Biff didn't like it. As their immediate neighbour, he got to see a lot of what was going on over the maximum-legal-tall fence. And he was offended by most of it.

Hardly any of the kids had any kind of promise. They were all the criminal element, or something was wrong with them. Or they were the troubled sort who were bound to be serial killers.

Their yard, once an expanse of landscaping beauty and a joy to behold from his own balcony in the early morning, became a playground. Trees and plants were uprooted and shipped off - the live-in-help claimed that they were poisonous or bad for children and even insisted he pay half the fee for lopping off parts of his tree.

Stupid foreigners didn't understand the law.

He began writing letters to the council. Daily. About the noise, about the negligence of the home's adherence to the Home Owner's Association's rules and regulations concerning the upkeep of the grounds. He included pictures of the bald spots growing in the lawn.

They installed a bike track and a half pipe, and then laid down astroturf. Which was not, strictly speaking, against the rules.

He kept writing. About the bad elements introduced to the neighbourhood. About how the big house should never have been re-zoned as a business. About how the children were out of control. About how his tax money should never go to so many delinquents. About how they sent debt collectors about his alleged share of the fee for them chopping up his tree. About how one of the children -obviously mentally disabled- kept peeing on his fence. About how all the Help did about it was put a sign up for him. About anything and everything that he deemed to be wrong.

In the end, one of the Help came over with a casserole. She was soft spoken and very polite, and requested that he cease being so contentious about their presence. They did have as much right to shelter as he did.

He told them to go back to their home country. In less than polite terms. And threw the casserole out into the street while shouting that he didn't eat poisoned food cooked by "her kind".

She took all this in with stony silence, and watched the casserole dish shatter in the street. "Very well," she said. "I shall have to bring out the big guns."

For a week, nothing happened. He continued to send letters and action ceased being taken. He wrote to the local paper. He wrote to the city paper. He wrote to the state paper. He even began blogging. And yet, increasingly, his words were met with nothing but silence.

And then, one day, at precisely eight o'clock in the morning, every single brat in that home got a vuvuzela. The horn of the devil. All day. But not, thank God, all night. At the very stroke of nine in the evening, the horns stopped.

Not one of those brats could wrangle a tune out of the thing. The net effect was like a herd of already-gassy elephants after every single one of them had binged on baked beans.

The government official who came to see him about his numerous complaints attempted to patiently explain that the home next door was obeying every single law of the land. And while he had freedom of speech, that did not extend to freedom to be an asshole. Reporting innocent civilians as criminals was an offense and, if Biff continued, he would be the one hauled away to jail.

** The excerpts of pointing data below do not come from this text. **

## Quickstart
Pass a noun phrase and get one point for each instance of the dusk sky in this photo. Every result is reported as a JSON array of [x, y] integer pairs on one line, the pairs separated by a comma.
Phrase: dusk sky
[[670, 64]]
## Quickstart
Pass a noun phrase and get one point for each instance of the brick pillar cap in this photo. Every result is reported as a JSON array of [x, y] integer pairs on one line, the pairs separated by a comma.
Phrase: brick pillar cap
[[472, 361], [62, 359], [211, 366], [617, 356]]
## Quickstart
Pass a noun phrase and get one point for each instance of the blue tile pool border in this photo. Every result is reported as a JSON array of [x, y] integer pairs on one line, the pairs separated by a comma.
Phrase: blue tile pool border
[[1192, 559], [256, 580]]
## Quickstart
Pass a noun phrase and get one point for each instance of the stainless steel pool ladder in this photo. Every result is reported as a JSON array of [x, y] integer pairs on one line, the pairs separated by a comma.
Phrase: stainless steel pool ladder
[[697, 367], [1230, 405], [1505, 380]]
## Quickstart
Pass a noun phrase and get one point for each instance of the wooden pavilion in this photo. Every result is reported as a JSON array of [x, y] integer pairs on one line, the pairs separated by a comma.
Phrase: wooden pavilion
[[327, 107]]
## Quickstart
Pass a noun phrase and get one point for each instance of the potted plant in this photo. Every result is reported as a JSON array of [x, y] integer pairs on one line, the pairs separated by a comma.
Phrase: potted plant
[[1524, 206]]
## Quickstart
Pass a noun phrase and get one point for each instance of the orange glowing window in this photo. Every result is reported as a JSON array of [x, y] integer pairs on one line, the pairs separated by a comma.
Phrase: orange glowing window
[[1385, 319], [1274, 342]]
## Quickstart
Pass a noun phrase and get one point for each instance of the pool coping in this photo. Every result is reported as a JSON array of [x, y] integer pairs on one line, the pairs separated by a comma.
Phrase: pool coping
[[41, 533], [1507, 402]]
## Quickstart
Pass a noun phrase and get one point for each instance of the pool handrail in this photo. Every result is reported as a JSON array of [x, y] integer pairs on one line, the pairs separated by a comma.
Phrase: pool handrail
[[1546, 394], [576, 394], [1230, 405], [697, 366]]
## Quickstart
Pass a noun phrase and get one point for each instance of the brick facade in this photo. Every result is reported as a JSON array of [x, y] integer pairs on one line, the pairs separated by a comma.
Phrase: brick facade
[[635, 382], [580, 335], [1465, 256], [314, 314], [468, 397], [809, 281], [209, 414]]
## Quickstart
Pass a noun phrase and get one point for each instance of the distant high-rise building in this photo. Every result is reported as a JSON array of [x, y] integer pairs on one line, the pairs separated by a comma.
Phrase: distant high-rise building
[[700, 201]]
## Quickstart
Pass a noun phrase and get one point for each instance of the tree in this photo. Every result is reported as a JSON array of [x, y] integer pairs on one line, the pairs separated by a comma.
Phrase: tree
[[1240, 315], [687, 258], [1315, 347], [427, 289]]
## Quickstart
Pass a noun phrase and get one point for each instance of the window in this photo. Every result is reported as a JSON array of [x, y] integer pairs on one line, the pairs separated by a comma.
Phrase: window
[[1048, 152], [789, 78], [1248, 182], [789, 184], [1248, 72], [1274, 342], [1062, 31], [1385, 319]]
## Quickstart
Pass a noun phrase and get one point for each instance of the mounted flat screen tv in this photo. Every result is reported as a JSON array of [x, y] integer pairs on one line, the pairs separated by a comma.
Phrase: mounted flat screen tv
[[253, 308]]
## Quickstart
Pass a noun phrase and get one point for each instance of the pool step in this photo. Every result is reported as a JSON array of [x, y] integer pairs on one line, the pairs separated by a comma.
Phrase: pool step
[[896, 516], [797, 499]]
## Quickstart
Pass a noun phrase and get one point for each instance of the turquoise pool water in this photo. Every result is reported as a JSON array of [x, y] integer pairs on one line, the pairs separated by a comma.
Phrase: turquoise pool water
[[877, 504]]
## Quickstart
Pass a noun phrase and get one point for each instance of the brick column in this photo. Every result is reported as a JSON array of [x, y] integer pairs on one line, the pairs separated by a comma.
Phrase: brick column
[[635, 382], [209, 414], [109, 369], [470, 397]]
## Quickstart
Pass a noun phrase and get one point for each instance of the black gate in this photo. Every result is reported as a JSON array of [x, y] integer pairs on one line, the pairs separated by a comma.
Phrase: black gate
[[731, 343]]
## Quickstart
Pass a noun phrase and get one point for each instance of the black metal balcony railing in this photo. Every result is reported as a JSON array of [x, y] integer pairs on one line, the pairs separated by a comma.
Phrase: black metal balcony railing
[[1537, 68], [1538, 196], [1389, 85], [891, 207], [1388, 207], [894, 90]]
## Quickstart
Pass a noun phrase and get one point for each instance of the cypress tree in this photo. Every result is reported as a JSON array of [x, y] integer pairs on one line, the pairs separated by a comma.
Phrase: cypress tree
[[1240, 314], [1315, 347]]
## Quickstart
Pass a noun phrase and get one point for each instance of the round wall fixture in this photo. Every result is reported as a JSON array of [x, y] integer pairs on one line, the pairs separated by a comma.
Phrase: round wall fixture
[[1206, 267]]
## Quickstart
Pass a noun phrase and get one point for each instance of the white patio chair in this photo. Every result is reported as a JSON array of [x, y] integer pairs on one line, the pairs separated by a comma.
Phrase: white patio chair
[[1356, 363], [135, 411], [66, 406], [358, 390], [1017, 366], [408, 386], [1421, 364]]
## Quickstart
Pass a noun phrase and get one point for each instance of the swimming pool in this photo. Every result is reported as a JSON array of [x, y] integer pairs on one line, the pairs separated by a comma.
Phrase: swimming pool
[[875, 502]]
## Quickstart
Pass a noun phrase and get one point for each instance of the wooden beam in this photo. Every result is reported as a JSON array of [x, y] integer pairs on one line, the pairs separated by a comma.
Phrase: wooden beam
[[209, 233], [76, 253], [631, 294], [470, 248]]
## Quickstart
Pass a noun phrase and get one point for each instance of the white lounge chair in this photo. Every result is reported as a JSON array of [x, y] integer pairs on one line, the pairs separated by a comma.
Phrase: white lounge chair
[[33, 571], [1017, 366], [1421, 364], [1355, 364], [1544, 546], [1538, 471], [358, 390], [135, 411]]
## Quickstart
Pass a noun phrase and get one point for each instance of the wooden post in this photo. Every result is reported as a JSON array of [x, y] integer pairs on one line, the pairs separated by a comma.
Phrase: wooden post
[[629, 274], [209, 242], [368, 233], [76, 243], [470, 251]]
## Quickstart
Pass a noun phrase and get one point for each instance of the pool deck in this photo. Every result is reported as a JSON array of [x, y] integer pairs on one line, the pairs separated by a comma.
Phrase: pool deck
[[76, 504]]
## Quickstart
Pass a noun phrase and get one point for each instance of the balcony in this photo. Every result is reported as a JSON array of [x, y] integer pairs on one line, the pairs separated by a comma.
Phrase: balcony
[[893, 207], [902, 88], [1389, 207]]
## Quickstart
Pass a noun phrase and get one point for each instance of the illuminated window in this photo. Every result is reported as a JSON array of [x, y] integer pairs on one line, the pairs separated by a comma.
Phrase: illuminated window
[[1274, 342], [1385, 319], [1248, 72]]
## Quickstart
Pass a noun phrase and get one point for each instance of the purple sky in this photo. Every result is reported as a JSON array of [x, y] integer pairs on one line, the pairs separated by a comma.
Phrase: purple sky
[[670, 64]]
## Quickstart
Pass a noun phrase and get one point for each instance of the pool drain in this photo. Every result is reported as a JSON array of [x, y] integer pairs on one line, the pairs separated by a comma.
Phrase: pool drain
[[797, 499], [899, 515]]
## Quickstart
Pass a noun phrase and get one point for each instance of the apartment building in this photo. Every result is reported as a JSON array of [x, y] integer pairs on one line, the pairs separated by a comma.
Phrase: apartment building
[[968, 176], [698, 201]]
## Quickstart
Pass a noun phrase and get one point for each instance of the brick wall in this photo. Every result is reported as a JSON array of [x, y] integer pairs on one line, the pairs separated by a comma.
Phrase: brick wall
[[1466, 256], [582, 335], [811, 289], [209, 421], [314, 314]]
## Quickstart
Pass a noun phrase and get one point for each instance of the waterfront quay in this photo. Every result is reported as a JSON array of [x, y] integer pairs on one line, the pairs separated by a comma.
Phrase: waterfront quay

And then a dot-com moved in across the street. Run by a bunch who should have gone back to Abu-Dhabi or Mumbai or wherever the heck they came from. He tried to report them as terrorists, but instead found himself locked into a cell at the local police station, with a soft-spoken counsellor of some kind of foreign descent attempting to ascertain his sanity.

"GO BACK HOME," Biff screamed. "This country don't need you!"

"Sir, I'm Apache. I'd go home, but your ancestors took it away from my ancestors. Now... about these delusions that your neighbours are..." she consulted the sheaf of paper in a folder, "...terrorist thugs running a crack den and plotting to blow up the civic centre?"

He told her the truth. He told her until his tongue felt sore and his throat refused to let him speak.

Biff could never understand why they never took him home. Or why, at the end of the day, they took him off to a state-funded sanitarium. Or why, for the rest of his life, he could not convince anyone he spoke to about the vast conspiracy against good, god-fearing Christians like himself.